= Anna Letycia Quadros =

Brazilian artist and educator (1929–2018)

Anna Letycia Quadros ( September 25, 1929 — October 30, 2018) was a Brazilian artist and educator.

She was born in Teresópolis and studied with Bustamante Sá at the Associação Brasileira de Desenho e Artes Visuais in Rio de Janeiro, with André Lhote, with Darel Valença Lins at the Escola Nacional de Belas Artes, with Iberê Camargo at the Instituto Municipal de Belas Artes in Bagé, with Oswaldo Goeldi at the Escolinha de Arte do Brasil in Rio de Janeiro and with Ivan Serpa. Quadros took part in the creation of the Grupo Frente with Serpa. In 1959, she attended a workshop at the Museum of Modern Art, Rio de Janeiro led by Edith Behring.

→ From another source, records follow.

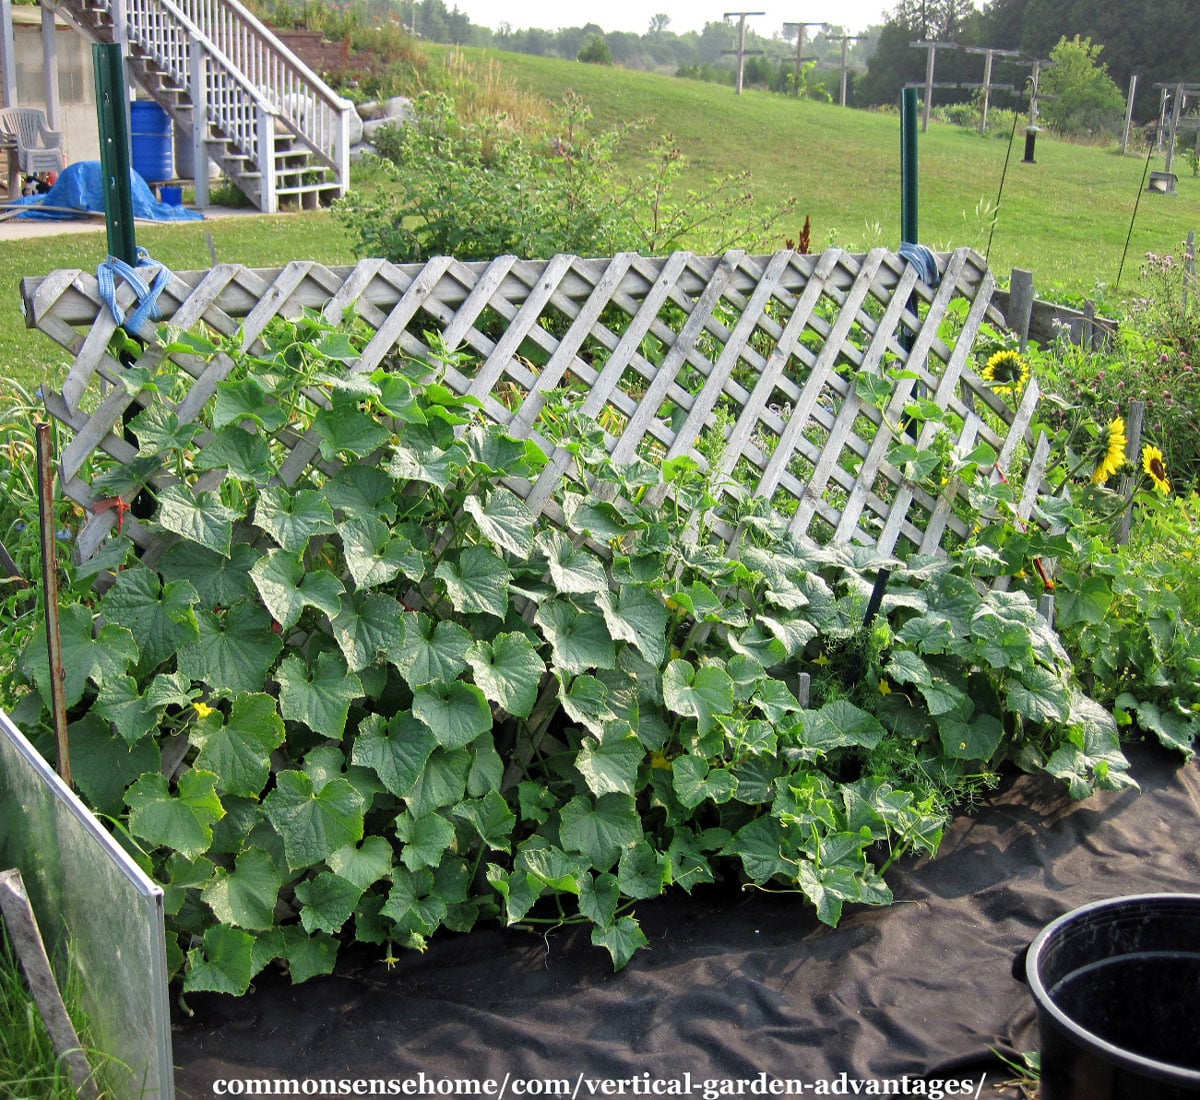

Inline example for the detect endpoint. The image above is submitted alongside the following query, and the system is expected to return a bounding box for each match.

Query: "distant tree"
[649,13,670,38]
[578,33,613,65]
[1039,35,1124,136]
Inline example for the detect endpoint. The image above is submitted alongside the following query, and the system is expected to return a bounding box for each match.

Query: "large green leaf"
[672,754,738,809]
[404,747,471,818]
[331,591,406,672]
[578,871,620,927]
[485,865,541,924]
[250,549,344,631]
[129,403,200,455]
[575,725,644,797]
[94,675,165,745]
[412,679,493,750]
[252,486,337,552]
[662,658,734,736]
[452,790,516,849]
[67,713,161,817]
[1007,665,1071,724]
[938,713,1004,761]
[535,599,616,673]
[327,836,394,891]
[385,425,464,488]
[722,815,792,884]
[312,391,393,460]
[277,652,363,739]
[183,924,255,995]
[466,632,545,719]
[590,916,648,971]
[537,529,608,595]
[178,602,283,697]
[20,606,138,709]
[558,672,615,735]
[324,464,398,523]
[279,925,340,983]
[156,484,242,557]
[464,487,536,558]
[559,793,642,869]
[263,770,366,872]
[201,847,283,931]
[435,546,510,619]
[351,712,438,799]
[393,613,471,685]
[100,567,199,670]
[294,872,364,935]
[596,585,668,666]
[190,692,285,798]
[617,841,668,900]
[801,700,886,751]
[193,424,275,482]
[125,769,225,861]
[159,541,258,607]
[394,810,457,871]
[338,514,426,590]
[213,373,287,433]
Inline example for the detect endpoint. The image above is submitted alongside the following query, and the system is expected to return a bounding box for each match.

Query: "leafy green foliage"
[10,309,1139,996]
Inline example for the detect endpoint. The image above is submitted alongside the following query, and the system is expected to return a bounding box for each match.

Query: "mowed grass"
[464,47,1199,297]
[6,44,1199,394]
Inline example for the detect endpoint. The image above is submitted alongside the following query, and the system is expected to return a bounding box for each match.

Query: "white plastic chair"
[0,107,64,176]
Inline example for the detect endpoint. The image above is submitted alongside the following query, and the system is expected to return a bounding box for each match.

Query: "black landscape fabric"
[172,742,1200,1099]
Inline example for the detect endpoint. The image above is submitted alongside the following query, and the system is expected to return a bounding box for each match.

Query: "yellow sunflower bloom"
[982,349,1030,396]
[1142,445,1171,494]
[1091,417,1127,484]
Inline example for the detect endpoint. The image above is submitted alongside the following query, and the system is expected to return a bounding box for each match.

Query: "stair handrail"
[172,0,352,179]
[117,0,351,195]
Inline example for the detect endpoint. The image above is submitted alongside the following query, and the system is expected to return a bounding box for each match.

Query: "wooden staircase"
[48,0,353,212]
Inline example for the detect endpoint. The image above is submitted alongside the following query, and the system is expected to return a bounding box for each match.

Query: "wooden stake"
[35,422,71,786]
[0,869,99,1099]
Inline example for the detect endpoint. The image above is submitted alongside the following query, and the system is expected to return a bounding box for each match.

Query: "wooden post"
[1164,82,1185,177]
[1122,74,1139,155]
[0,0,15,108]
[723,12,765,96]
[1008,268,1035,349]
[0,870,99,1099]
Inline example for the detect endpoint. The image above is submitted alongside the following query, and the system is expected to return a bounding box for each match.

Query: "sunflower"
[982,349,1030,396]
[1142,444,1171,494]
[1091,416,1127,484]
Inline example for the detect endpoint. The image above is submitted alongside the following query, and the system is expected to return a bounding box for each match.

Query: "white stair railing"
[109,0,352,211]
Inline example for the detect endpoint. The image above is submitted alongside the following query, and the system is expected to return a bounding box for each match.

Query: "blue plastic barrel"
[130,101,173,184]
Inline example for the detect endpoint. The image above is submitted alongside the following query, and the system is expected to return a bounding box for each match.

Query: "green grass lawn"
[482,48,1199,298]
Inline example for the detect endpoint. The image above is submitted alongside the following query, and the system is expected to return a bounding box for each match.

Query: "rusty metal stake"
[35,422,70,787]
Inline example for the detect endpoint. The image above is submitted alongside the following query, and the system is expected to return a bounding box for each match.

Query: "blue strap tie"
[898,242,941,287]
[97,247,171,333]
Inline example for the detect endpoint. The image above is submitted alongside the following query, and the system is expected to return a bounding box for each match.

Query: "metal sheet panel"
[0,707,174,1099]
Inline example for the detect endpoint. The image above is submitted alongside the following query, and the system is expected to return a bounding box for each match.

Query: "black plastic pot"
[1026,894,1200,1100]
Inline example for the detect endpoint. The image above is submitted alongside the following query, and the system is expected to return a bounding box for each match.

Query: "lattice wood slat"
[22,247,1047,567]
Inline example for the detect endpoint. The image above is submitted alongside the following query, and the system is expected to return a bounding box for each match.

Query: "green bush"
[334,91,795,262]
[8,310,1134,996]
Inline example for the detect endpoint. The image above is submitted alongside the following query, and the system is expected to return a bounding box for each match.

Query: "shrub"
[334,91,796,263]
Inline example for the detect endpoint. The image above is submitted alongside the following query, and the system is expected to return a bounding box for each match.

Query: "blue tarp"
[10,161,204,221]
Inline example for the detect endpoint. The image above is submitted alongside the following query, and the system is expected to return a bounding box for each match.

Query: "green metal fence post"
[93,42,136,264]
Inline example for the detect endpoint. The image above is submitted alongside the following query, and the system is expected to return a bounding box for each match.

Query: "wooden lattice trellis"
[21,246,1053,566]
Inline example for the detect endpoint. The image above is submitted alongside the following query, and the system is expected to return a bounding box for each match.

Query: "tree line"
[264,0,1195,125]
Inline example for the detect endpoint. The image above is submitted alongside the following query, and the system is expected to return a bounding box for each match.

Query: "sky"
[452,1,896,38]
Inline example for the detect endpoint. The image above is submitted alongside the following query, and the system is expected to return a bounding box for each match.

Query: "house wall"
[13,7,100,166]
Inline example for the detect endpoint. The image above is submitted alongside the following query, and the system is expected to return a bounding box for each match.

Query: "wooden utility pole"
[963,46,1019,132]
[1121,74,1139,154]
[909,40,960,131]
[724,11,765,95]
[832,34,861,106]
[782,21,823,97]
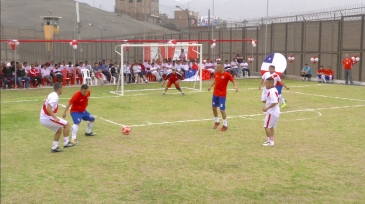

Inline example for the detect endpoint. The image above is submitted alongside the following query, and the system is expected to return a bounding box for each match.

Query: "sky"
[76,0,365,21]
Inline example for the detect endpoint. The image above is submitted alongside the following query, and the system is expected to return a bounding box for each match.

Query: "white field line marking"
[1,99,39,104]
[239,111,322,121]
[96,104,364,128]
[291,91,365,102]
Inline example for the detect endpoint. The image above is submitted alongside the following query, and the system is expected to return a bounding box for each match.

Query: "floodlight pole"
[264,0,269,57]
[176,6,190,38]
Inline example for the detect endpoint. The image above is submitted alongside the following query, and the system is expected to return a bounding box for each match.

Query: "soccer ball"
[122,126,131,135]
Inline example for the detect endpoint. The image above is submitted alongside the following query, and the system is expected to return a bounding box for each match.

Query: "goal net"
[111,42,203,96]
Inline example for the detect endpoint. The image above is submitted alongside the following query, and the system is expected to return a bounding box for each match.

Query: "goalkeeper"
[161,68,184,95]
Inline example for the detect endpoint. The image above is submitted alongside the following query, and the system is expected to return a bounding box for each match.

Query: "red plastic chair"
[61,69,70,86]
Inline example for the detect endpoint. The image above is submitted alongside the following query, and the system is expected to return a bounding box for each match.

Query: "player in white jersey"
[262,78,280,147]
[40,83,74,153]
[259,65,289,103]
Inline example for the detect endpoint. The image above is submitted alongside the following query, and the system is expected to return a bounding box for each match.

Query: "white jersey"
[240,62,249,69]
[40,92,59,120]
[262,72,281,86]
[41,68,51,76]
[265,87,280,117]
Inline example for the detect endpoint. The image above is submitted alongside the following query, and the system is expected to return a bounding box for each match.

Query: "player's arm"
[259,78,264,90]
[231,79,238,92]
[280,80,289,90]
[46,104,59,122]
[263,102,278,112]
[208,80,215,91]
[62,103,72,118]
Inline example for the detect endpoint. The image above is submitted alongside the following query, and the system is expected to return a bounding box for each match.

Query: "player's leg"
[163,80,172,95]
[212,95,220,129]
[174,81,184,95]
[41,118,73,152]
[276,86,286,108]
[218,97,228,131]
[263,114,277,146]
[83,111,97,136]
[261,88,268,103]
[70,112,83,143]
[321,75,326,83]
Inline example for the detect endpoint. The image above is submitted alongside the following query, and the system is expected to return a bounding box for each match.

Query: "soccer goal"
[111,42,203,96]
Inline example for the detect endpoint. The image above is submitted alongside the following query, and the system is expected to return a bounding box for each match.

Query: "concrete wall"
[1,15,364,81]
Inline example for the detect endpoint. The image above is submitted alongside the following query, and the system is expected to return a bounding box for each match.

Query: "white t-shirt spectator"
[132,64,142,73]
[41,68,51,76]
[240,62,249,69]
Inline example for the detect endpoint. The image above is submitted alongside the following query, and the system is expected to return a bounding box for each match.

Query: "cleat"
[263,141,274,146]
[182,92,184,95]
[51,147,63,153]
[70,139,78,145]
[162,92,165,95]
[85,132,97,136]
[281,103,287,108]
[213,122,220,129]
[64,142,75,148]
[219,125,228,131]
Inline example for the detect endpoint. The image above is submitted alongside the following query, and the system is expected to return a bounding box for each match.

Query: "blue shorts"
[212,95,226,110]
[275,85,283,95]
[70,111,95,125]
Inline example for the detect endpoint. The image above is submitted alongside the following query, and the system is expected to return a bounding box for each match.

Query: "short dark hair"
[54,83,62,91]
[81,84,88,90]
[269,65,275,69]
[266,77,274,82]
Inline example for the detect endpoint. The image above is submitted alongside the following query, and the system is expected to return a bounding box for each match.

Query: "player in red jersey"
[62,84,96,144]
[161,68,184,95]
[208,64,238,131]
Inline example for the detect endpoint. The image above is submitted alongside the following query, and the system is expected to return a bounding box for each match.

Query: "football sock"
[63,136,69,145]
[72,124,79,139]
[223,119,227,126]
[52,141,58,150]
[86,121,94,133]
[281,95,286,103]
[214,117,219,123]
[269,136,274,142]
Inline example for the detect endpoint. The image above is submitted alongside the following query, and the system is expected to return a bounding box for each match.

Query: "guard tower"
[40,16,62,53]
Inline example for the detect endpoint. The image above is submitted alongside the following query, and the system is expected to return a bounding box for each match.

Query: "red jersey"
[69,90,90,113]
[317,69,325,75]
[343,58,353,70]
[166,72,182,82]
[325,69,334,76]
[28,68,40,77]
[213,72,234,97]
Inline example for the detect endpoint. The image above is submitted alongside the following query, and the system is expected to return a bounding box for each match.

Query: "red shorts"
[167,80,180,88]
[95,73,103,78]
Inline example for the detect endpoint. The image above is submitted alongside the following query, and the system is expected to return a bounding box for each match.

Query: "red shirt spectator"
[343,58,354,70]
[28,67,40,77]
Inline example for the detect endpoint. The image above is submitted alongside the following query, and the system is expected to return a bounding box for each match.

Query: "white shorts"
[40,117,68,132]
[261,88,268,102]
[263,114,279,128]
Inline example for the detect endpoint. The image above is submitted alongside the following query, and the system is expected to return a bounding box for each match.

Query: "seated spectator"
[240,60,251,77]
[98,61,111,82]
[301,64,312,81]
[93,62,104,85]
[123,61,132,83]
[324,66,334,83]
[2,62,15,89]
[224,60,233,75]
[110,62,119,82]
[317,66,326,83]
[132,61,146,83]
[28,64,42,87]
[149,62,162,82]
[230,58,239,77]
[53,64,63,83]
[16,64,30,88]
[41,64,54,86]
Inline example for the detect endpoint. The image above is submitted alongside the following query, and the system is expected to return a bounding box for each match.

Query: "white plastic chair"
[81,69,92,85]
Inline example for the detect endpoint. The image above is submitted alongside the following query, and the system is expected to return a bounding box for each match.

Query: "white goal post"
[112,43,203,96]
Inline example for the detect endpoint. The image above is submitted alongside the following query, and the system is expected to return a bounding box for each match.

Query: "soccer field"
[1,79,365,203]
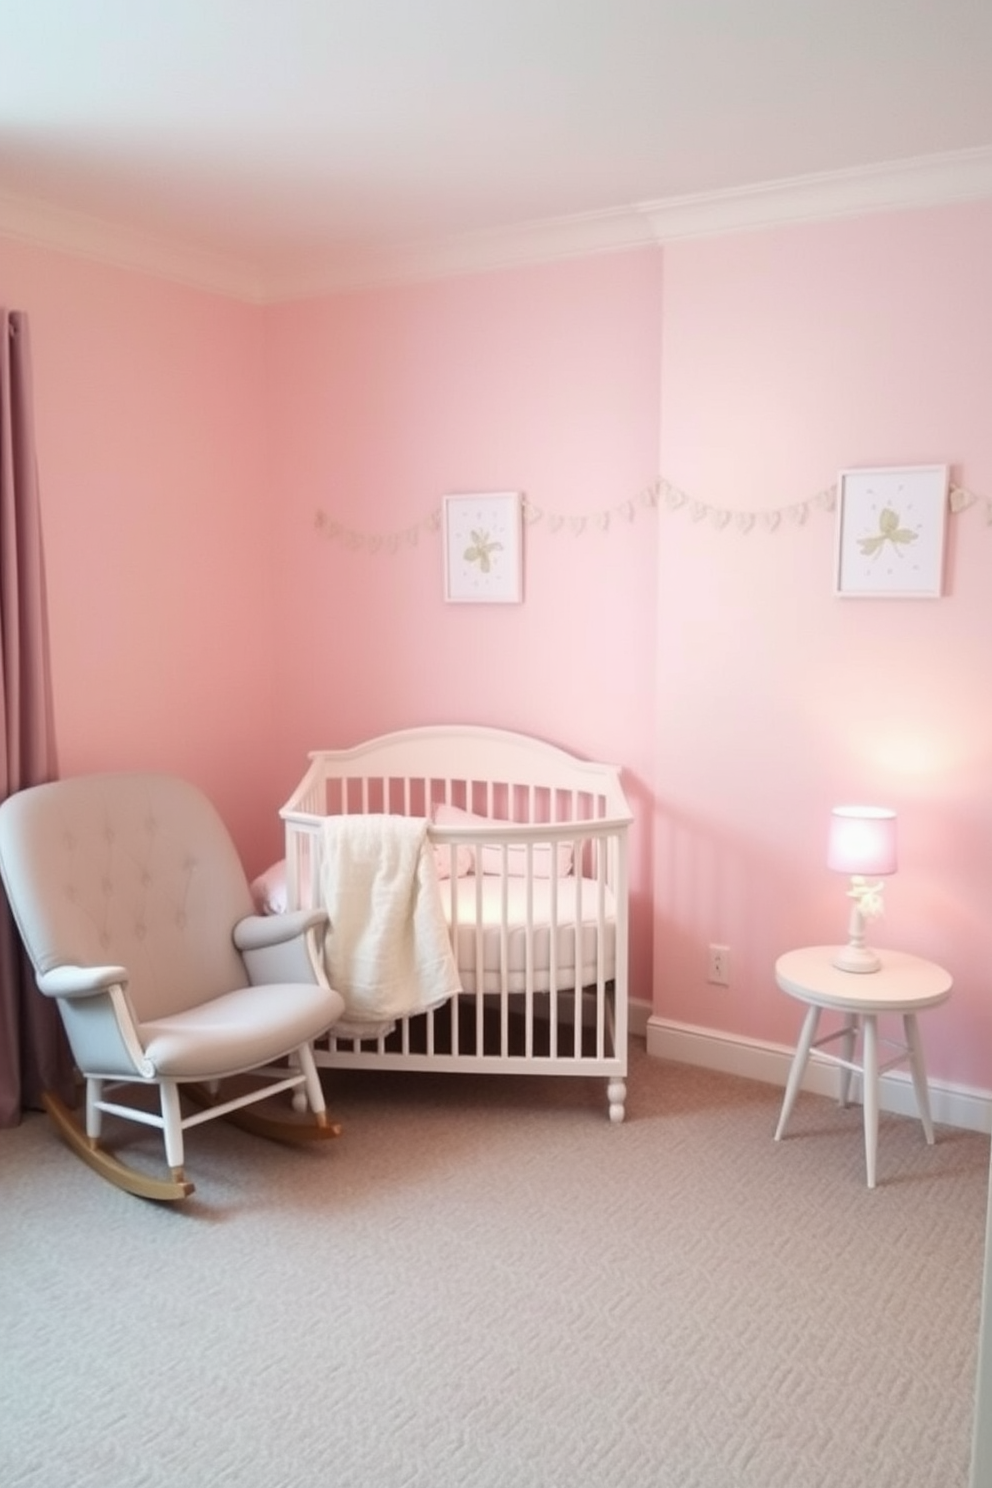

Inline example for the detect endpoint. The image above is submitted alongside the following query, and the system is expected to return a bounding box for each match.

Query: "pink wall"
[4,196,990,1095]
[262,251,663,991]
[0,238,276,862]
[655,200,992,1088]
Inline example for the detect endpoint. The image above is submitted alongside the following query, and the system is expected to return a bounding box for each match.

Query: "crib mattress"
[436,874,616,995]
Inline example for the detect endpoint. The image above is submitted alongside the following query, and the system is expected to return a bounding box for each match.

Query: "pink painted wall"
[4,195,990,1095]
[262,251,663,993]
[0,237,276,863]
[655,200,992,1089]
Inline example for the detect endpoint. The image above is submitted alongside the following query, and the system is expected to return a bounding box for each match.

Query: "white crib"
[280,725,633,1121]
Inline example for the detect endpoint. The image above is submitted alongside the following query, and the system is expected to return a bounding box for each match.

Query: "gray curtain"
[0,309,72,1125]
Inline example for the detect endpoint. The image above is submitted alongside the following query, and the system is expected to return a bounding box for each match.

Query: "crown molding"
[1,144,991,303]
[259,204,656,301]
[266,144,992,298]
[636,144,992,243]
[0,188,264,301]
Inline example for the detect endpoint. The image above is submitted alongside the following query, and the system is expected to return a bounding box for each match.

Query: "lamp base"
[832,943,881,974]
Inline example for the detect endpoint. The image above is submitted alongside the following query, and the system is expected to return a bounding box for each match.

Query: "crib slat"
[473,866,485,1058]
[572,835,583,1059]
[595,843,607,1060]
[548,864,559,1060]
[500,854,510,1060]
[523,841,534,1059]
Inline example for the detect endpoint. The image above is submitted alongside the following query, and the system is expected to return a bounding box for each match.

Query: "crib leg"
[607,1078,627,1124]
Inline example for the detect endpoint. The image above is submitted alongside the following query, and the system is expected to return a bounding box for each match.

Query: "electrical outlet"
[708,944,731,986]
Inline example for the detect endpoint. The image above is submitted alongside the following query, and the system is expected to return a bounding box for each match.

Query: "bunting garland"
[314,480,989,552]
[948,484,992,519]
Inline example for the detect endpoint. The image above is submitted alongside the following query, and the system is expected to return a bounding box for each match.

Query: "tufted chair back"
[0,772,255,1022]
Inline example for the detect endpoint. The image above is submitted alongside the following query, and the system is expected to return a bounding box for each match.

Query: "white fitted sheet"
[436,874,616,995]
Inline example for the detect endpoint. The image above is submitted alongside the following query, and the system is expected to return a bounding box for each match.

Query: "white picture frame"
[834,465,949,598]
[443,491,523,603]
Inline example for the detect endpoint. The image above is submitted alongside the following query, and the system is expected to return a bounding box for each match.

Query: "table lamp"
[827,805,897,973]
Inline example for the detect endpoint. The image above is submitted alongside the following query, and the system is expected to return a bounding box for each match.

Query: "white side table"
[773,946,952,1188]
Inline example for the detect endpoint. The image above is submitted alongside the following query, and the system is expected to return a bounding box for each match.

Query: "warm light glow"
[827,806,898,877]
[827,806,898,973]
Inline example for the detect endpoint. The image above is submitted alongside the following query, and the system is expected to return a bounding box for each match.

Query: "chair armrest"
[233,910,328,953]
[234,911,330,990]
[36,964,129,999]
[35,966,151,1078]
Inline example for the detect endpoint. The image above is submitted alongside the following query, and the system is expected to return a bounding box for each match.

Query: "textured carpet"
[0,1043,988,1488]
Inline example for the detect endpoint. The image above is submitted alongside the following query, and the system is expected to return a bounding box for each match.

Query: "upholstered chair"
[0,772,345,1200]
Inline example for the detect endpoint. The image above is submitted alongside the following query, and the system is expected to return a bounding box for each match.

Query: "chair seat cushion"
[140,982,344,1079]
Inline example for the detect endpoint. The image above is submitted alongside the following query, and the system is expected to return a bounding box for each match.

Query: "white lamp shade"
[827,806,897,876]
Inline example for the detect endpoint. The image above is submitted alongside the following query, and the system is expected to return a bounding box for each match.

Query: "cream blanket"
[319,814,461,1038]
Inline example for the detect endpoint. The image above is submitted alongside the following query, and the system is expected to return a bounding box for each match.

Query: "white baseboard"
[645,1016,992,1134]
[629,998,652,1042]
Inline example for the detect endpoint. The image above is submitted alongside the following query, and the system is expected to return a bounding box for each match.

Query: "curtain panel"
[0,309,72,1124]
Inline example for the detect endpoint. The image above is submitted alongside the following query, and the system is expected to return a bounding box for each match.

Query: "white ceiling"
[2,0,992,299]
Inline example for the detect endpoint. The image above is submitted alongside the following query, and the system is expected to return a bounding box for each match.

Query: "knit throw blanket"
[318,814,461,1038]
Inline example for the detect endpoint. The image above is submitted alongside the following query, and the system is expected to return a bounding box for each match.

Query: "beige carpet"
[1,1042,988,1488]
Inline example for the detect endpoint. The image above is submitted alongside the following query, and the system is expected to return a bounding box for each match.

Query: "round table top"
[775,946,952,1013]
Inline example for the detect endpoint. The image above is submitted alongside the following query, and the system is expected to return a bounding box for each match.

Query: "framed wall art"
[443,491,523,603]
[834,464,949,598]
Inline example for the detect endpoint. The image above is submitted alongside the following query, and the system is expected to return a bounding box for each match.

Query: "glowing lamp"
[828,806,897,973]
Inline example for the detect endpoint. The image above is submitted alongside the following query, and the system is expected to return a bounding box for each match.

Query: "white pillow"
[432,802,573,878]
[250,859,288,914]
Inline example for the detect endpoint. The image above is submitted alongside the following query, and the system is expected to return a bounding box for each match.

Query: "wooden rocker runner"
[0,772,346,1201]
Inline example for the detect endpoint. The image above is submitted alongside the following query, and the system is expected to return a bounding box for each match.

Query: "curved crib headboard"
[283,724,631,823]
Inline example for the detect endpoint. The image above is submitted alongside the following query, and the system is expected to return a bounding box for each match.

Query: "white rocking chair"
[0,771,345,1201]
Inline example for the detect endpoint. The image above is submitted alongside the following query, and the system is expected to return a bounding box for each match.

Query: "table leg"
[775,1004,821,1142]
[904,1013,936,1144]
[838,1016,858,1108]
[862,1013,879,1189]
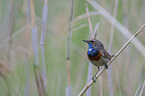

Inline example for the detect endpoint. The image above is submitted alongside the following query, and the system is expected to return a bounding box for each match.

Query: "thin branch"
[135,83,142,96]
[30,0,39,66]
[135,75,145,96]
[30,0,44,96]
[86,23,99,96]
[40,0,48,96]
[85,3,96,96]
[6,1,15,95]
[40,46,47,96]
[113,63,122,96]
[30,0,35,28]
[93,23,99,39]
[108,0,119,53]
[72,23,88,32]
[0,23,30,49]
[98,76,103,96]
[86,62,93,96]
[24,54,29,96]
[85,3,93,37]
[78,24,145,96]
[85,6,100,95]
[7,0,15,62]
[23,1,31,96]
[74,12,100,22]
[139,79,145,96]
[66,0,74,96]
[107,0,119,96]
[40,0,48,46]
[33,64,44,96]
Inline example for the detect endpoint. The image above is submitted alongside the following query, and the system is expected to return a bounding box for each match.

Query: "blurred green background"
[0,0,145,96]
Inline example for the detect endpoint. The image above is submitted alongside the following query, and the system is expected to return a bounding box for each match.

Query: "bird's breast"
[87,50,102,61]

She taught engraving at the Museum of Modern Art in Rio de Janeiro from 1960 to 1966, where she especially studied engraving on metal also called metalcuts. She worked there with many other engravers who became also well-known, like Anna Bella Geiger and Ruth Bessoudo. She taught engraving in Santiago; in 1961, she was named an honorary professor at the Pontifical Catholic University of Chile. From 1977 to 1998, she taught an engraving workshop at the Museu do Ingá in Niterói. Quadros also worked as a scenery and costume designer for the stage, mainly with playwright Maria Clara Machado.

Her work has appeared in both solo and group exhibitions in Brazil and internationally. She participated in the 1959 Paris Biennale and the 1962 Venice Biennale.

In 1998, Angela Ancora da Luz published the book Anna Letycia.

In 2012, the Museu Nacional de Belas Artes held a retrospective of her work.

==Death==
Anna Letycia Quadros died on October 30, 2018, in Rio de Janeiro.